How sailing rocks of Death Valley 'move on their own' revealed
A new study has helped researchers unveil the mystery behind "moving", sailing rocks of Death Valley's Racetrack Playa.
A team of researchers from the Scripps Institution of Oceanography at UC San Diego, brought in a high-resolution weather station to measure wind at one-second intervals, and brought in 15 rocks fitted with GPS devices to capture the movement of the rocks, CNet reported.
The movement requires the perfect concatenation of events. First, the playa has to fill with water, which must be deep enough to form floating ice during winter, but still shallow enough that the rocks are exposed.
When the temperature drops at night, this pond freezes into thin sheets of "windowpane" ice, which then must be thick enough to maintain strength, but thin enough to move freely.
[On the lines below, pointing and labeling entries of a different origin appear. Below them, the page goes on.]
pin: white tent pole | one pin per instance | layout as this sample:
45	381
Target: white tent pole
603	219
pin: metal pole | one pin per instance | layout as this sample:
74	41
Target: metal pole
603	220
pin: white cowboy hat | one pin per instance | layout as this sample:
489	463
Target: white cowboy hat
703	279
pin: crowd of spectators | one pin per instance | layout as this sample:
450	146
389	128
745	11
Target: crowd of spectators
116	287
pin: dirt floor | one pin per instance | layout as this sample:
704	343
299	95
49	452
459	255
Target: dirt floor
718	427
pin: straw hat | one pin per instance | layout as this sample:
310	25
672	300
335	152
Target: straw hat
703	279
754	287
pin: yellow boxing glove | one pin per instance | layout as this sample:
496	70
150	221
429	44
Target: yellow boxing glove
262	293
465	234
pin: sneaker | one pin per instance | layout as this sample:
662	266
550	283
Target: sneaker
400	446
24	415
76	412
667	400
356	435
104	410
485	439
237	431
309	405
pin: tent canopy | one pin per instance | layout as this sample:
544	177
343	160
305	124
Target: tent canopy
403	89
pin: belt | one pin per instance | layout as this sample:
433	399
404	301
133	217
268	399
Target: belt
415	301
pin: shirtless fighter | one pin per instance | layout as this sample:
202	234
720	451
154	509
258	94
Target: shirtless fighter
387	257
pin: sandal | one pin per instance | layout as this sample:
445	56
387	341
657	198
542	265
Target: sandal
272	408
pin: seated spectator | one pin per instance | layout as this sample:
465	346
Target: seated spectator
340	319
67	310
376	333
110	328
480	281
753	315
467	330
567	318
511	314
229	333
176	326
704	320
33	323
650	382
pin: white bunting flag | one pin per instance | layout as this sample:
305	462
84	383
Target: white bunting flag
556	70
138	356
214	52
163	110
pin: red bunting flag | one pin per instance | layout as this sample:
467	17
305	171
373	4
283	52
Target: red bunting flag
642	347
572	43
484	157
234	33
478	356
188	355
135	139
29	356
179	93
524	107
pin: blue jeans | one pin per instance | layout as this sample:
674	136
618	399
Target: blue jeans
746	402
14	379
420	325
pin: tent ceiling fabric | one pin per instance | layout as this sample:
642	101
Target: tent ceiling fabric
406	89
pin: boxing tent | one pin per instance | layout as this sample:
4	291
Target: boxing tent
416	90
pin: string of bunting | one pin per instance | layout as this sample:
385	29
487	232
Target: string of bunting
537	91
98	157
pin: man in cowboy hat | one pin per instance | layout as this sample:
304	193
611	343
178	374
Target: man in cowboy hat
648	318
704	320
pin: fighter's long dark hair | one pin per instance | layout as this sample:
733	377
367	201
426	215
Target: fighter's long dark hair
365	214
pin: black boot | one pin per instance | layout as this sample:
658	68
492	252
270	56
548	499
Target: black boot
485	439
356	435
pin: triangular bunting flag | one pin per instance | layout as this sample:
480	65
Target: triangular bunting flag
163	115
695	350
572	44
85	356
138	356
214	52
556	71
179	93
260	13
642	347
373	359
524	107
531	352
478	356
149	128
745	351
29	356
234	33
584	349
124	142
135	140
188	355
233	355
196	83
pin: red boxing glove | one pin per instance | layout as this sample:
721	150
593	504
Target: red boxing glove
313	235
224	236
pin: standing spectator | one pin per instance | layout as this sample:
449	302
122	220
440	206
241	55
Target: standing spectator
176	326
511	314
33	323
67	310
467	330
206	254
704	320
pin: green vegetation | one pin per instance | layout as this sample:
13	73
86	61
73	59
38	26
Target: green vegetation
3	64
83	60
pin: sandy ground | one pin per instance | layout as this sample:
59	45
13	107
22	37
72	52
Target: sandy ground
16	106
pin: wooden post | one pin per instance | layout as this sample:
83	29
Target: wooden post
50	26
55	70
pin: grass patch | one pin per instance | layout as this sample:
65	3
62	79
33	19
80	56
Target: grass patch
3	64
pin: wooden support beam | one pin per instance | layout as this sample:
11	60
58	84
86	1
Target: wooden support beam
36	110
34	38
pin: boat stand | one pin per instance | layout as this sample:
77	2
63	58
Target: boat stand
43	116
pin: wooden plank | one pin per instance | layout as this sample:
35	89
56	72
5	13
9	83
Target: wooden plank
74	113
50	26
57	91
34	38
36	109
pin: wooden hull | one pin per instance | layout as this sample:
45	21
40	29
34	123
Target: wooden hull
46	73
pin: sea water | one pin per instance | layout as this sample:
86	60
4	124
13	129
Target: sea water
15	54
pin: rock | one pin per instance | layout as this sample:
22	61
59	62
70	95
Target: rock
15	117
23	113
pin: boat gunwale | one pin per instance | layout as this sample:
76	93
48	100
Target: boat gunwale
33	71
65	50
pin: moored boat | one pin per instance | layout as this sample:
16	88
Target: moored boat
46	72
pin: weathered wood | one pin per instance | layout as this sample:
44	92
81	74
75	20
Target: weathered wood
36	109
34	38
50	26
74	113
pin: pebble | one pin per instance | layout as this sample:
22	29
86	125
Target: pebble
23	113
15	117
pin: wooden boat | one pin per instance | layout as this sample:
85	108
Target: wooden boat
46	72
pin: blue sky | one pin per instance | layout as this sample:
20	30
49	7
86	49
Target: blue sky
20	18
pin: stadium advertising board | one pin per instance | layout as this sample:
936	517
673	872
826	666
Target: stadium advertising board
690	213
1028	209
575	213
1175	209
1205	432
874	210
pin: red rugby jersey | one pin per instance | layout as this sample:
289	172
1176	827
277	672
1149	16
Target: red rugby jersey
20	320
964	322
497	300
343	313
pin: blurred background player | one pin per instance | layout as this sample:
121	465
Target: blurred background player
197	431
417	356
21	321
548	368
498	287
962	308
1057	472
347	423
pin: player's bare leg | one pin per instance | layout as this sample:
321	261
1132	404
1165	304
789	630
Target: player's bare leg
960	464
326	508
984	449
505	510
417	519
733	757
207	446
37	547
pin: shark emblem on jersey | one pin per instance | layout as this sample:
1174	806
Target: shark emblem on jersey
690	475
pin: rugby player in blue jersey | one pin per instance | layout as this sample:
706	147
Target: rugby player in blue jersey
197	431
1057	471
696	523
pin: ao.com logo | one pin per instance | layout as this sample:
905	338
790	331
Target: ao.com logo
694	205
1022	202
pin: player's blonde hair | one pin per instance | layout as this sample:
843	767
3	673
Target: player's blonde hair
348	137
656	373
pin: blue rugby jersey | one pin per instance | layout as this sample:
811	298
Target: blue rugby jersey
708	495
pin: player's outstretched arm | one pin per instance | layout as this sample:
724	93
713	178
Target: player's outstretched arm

Finally, when the sun comes out, the ice melts and cracks into floating panels; these are blown across the playa by light winds, propelling the rocks in front of them.
The sheets of ice are only 0.25in thick, moving under winds of 10mph, pushing the rocks along at a speed of only a few inches per second, a speed which would almost be imperceptible at a distance unless someone knows what to look for.
The study is 'Sliding Rocks on Racetrack Playa, Death Valley National Park: First Observation of Rocks in Motion', is published in the journal PLOS One.